# Student Population Growth at Vanderbilt

The ultimate goal of this project is to model the increasing, decreasing, or stagnant change in the student population at Vanderbilt University over time. The general methodology by which this will be accomplished is to establish linear equations that model the population in the k+1 year of a given grade level, and look for eigenvalues. More specifically, this means setting the determinant of (A- λI) equal to 0 (where A is the matrix derived from the linear equations) in order to solve for λ. From there, the growth rate in the population of Vanderbilt Undergraduate students will be determined. Ultimately, the ratios of the populations of different grades will be concluded.

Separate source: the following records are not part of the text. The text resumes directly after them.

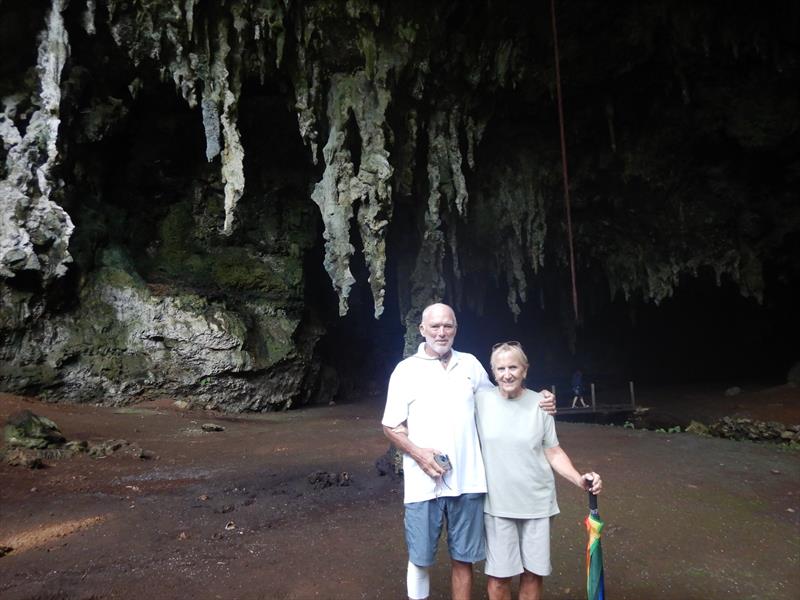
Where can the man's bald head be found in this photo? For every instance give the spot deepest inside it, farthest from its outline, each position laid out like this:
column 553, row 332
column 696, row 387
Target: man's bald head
column 438, row 327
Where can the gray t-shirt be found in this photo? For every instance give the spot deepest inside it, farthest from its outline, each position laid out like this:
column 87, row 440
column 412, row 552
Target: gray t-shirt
column 514, row 433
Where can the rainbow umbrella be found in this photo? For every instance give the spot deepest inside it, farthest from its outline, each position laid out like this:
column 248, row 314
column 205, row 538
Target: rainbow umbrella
column 595, row 585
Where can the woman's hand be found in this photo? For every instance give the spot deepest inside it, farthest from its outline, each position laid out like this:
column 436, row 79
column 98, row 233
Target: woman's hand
column 592, row 482
column 548, row 402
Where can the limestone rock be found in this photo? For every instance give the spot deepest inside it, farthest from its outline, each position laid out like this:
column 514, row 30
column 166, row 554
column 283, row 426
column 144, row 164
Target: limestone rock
column 25, row 429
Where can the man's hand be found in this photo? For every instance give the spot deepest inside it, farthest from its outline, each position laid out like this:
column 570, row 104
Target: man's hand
column 423, row 456
column 548, row 402
column 426, row 462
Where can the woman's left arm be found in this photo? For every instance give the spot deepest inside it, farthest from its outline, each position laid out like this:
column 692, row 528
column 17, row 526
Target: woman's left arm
column 562, row 465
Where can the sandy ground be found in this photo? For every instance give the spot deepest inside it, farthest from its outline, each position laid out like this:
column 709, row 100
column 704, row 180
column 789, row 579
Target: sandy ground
column 232, row 514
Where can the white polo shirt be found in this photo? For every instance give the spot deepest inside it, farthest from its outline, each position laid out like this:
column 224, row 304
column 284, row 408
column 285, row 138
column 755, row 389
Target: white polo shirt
column 439, row 408
column 515, row 432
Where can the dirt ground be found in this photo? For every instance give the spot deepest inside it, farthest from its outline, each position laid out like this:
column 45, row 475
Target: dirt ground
column 232, row 514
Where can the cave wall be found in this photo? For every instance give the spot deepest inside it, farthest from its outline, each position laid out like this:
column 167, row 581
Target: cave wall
column 178, row 175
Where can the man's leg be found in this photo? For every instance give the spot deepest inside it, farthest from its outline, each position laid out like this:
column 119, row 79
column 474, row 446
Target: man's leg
column 530, row 586
column 423, row 523
column 499, row 588
column 461, row 579
column 418, row 582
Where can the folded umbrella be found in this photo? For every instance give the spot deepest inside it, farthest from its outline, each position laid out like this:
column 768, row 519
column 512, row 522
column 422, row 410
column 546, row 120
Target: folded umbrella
column 595, row 585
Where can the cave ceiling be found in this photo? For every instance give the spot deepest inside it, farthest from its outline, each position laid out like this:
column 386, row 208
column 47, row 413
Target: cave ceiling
column 219, row 148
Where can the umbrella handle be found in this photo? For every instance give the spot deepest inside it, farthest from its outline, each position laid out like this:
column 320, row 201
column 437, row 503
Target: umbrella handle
column 592, row 499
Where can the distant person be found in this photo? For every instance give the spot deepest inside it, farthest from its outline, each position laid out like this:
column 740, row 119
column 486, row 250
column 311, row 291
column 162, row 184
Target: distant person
column 577, row 389
column 520, row 453
column 430, row 417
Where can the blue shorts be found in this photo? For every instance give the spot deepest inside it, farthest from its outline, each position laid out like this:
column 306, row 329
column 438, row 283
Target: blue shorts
column 465, row 537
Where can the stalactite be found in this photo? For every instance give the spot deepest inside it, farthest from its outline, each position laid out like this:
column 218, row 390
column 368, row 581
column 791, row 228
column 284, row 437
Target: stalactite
column 355, row 96
column 34, row 230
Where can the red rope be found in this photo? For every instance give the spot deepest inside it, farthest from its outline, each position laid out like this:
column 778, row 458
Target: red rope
column 564, row 162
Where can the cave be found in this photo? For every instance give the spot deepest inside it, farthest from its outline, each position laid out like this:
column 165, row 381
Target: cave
column 248, row 203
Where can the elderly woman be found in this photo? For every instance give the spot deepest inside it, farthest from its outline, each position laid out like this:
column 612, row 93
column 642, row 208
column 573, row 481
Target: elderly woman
column 520, row 452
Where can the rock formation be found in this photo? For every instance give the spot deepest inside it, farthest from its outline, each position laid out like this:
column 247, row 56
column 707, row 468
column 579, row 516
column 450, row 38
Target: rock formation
column 175, row 172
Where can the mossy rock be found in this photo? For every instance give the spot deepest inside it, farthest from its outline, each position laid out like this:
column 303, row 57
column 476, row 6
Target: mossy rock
column 28, row 430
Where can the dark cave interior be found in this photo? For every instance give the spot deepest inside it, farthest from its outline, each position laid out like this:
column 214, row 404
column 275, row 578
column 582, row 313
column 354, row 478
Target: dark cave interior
column 705, row 332
column 146, row 186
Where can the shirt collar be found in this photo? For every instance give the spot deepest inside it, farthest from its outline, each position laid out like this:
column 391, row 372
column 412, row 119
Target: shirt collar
column 422, row 354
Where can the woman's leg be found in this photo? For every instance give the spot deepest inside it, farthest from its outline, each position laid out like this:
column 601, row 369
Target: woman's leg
column 530, row 586
column 499, row 588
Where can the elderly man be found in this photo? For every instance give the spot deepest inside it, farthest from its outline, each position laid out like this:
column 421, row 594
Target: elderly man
column 429, row 416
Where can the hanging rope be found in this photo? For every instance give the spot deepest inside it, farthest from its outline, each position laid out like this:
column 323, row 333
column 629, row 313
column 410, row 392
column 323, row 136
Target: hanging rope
column 564, row 162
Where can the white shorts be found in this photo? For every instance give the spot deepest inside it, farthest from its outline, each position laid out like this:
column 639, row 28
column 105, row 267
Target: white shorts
column 516, row 544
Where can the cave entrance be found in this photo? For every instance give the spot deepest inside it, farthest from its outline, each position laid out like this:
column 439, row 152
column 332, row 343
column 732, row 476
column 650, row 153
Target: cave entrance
column 363, row 350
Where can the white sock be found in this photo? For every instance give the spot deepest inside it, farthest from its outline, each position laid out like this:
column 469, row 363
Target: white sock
column 418, row 582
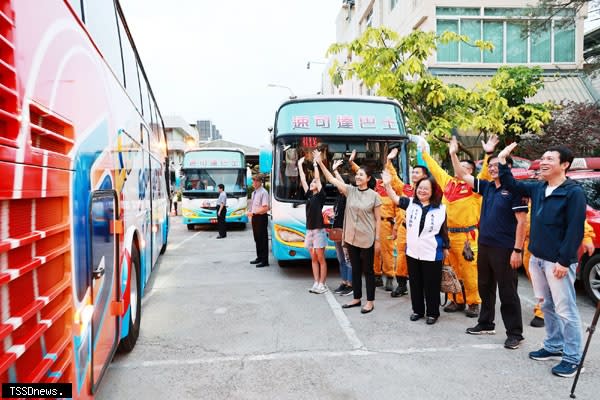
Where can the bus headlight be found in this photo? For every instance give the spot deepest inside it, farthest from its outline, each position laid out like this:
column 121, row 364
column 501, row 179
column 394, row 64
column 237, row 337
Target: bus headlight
column 288, row 235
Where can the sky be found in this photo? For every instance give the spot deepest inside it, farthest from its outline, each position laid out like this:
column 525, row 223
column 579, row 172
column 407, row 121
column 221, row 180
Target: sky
column 214, row 59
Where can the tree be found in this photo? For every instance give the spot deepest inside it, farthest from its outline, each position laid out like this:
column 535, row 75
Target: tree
column 395, row 67
column 574, row 124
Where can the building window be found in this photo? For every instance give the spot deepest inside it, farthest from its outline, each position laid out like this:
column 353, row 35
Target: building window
column 507, row 29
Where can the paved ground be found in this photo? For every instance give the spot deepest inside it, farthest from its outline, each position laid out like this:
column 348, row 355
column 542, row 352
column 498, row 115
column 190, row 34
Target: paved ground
column 215, row 327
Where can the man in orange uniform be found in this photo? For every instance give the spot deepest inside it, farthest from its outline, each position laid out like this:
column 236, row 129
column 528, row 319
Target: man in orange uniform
column 418, row 172
column 463, row 207
column 383, row 262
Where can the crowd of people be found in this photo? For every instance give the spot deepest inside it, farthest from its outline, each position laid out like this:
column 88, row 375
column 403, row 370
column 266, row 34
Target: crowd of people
column 477, row 225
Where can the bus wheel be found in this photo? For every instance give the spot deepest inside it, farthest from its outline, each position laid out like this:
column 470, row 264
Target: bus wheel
column 135, row 315
column 591, row 278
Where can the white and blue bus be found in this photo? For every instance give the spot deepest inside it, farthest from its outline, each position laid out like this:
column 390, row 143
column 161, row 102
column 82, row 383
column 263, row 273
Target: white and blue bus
column 203, row 170
column 336, row 126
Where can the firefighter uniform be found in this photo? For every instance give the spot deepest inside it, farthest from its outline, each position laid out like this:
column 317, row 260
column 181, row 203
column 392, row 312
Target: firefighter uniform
column 463, row 207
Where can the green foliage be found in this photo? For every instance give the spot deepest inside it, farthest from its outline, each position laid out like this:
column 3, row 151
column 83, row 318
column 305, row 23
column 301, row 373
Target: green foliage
column 395, row 66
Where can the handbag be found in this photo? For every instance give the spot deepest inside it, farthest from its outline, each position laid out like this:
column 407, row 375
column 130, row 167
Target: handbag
column 335, row 234
column 450, row 282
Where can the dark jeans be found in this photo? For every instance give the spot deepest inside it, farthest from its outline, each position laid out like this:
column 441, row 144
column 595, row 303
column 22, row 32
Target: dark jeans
column 425, row 281
column 221, row 222
column 260, row 225
column 493, row 269
column 362, row 262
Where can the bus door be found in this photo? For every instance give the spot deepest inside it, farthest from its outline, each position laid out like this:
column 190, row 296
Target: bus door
column 105, row 286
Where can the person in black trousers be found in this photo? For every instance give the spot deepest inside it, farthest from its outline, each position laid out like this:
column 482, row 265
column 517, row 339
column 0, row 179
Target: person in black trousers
column 257, row 211
column 501, row 236
column 222, row 212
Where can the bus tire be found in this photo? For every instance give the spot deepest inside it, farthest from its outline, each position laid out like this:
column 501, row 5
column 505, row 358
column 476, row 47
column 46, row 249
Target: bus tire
column 135, row 316
column 591, row 273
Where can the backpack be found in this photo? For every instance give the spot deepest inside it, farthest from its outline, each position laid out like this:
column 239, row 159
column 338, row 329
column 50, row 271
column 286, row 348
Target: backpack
column 450, row 283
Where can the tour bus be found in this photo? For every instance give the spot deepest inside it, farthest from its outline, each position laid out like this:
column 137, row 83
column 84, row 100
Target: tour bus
column 203, row 170
column 83, row 190
column 335, row 126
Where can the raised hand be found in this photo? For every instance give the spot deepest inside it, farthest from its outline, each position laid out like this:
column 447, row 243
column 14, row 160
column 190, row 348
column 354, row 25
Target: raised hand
column 393, row 154
column 352, row 156
column 453, row 148
column 506, row 152
column 316, row 156
column 386, row 178
column 491, row 144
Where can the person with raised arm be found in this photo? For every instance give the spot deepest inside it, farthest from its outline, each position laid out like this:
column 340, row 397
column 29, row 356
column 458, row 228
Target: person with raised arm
column 400, row 188
column 463, row 207
column 316, row 236
column 556, row 231
column 426, row 244
column 361, row 230
column 501, row 235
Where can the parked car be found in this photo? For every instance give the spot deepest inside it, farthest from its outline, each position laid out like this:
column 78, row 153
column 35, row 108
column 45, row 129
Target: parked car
column 586, row 171
column 520, row 167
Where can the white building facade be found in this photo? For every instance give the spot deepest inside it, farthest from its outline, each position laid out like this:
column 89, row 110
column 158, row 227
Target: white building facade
column 557, row 48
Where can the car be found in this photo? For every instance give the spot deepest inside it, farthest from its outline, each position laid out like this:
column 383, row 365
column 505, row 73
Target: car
column 520, row 169
column 586, row 172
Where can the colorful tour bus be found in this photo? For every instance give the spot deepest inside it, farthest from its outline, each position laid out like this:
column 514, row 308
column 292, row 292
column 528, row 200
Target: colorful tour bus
column 335, row 126
column 203, row 170
column 83, row 193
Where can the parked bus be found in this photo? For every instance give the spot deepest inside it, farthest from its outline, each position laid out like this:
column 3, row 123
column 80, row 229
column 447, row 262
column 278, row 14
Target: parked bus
column 83, row 194
column 336, row 126
column 203, row 170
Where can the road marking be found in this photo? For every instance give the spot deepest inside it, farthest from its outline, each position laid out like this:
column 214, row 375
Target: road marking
column 344, row 322
column 176, row 246
column 296, row 355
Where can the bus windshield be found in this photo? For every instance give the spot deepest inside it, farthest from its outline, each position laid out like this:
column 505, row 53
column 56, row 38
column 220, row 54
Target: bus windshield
column 288, row 150
column 202, row 180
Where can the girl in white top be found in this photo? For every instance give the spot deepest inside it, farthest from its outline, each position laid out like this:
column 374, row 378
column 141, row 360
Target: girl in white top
column 427, row 244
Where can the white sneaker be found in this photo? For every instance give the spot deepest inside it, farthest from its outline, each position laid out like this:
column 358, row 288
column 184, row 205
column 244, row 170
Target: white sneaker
column 321, row 289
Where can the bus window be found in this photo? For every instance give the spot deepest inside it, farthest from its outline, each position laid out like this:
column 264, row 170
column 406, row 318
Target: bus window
column 132, row 83
column 101, row 21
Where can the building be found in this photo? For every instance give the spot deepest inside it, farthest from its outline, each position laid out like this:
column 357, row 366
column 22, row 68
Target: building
column 180, row 137
column 207, row 131
column 557, row 49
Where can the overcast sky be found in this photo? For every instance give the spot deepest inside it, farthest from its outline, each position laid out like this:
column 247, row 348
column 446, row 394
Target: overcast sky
column 213, row 59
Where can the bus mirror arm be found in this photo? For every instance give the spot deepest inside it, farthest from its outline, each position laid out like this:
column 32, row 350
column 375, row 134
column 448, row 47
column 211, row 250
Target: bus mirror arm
column 98, row 272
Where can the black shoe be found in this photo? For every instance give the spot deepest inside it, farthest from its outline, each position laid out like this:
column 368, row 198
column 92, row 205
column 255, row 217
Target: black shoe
column 537, row 322
column 513, row 342
column 261, row 265
column 415, row 317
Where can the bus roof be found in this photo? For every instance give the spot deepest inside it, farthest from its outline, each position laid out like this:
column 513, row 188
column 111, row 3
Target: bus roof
column 236, row 149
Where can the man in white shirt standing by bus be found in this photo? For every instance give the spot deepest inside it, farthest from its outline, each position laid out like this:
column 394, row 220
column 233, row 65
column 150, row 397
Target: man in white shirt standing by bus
column 222, row 211
column 257, row 211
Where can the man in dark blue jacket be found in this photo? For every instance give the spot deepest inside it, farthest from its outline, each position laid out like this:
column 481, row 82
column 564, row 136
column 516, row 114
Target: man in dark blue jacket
column 557, row 219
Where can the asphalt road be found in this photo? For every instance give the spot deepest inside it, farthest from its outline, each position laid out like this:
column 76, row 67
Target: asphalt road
column 215, row 327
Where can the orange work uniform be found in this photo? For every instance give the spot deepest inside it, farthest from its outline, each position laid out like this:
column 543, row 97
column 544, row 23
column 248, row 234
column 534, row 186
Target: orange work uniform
column 463, row 208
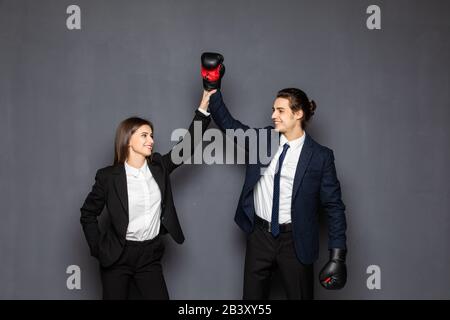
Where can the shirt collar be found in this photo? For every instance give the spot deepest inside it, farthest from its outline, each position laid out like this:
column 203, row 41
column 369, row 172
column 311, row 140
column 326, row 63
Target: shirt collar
column 135, row 171
column 293, row 144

Coefficients to the population-in-year-k variables will be computed where the data is available, and derived from reasonable assumptions where it is not. For example, the data on transfers in and out of the university after the first year are readily available for the public to see (it is provided by Vanderbilt). However, the overall negative effect of transfers and dropouts on the number of incoming freshmen cannot be easily determined without extensive (and expensive) research. Therefore, those values will be assumed (the assumptions will be a source of error). A 7 by 7 matrix, A, will result from the linear equations derived for the various grades. This presents a few additional challenges in calculating the determinant, as Wolfram Alpha has a 5 by 5 limit. Therefore, Matlab, or some other computing software, will be employed to find the determinant and later put (A- λI) in RREF.  The first four variables will be the four years at Vanderbilt in year k. The next variable will be the number of graduates who have just completed their 4 years. The last two variables will be the number of dropouts per year, and the net number of transfers per year.

It is understood that it is possible for “the numbers not to work out”. At the beginning of this proposal it was stated that we were going to see if the population is growing, declining, or remaining stagnant. However, if we actually find that it is declining, we know we have done something wrong (in terms of coefficients, not mathematics, most likely). Then, we will adjust our assumptions. Conveniently, we can also do a linear regression for the past year’s grade sizes (from released VU data) to get the actual student population growth rate. Our ultimate goal is for our numbers to produce those numbers.

Finally, this problem is useful to solve, as Vanderbilt needs to predict growth trends in its student population. This is so that the school may efficiently increase capacity of student housing, faculty size, and other amenities that are necessary for a college.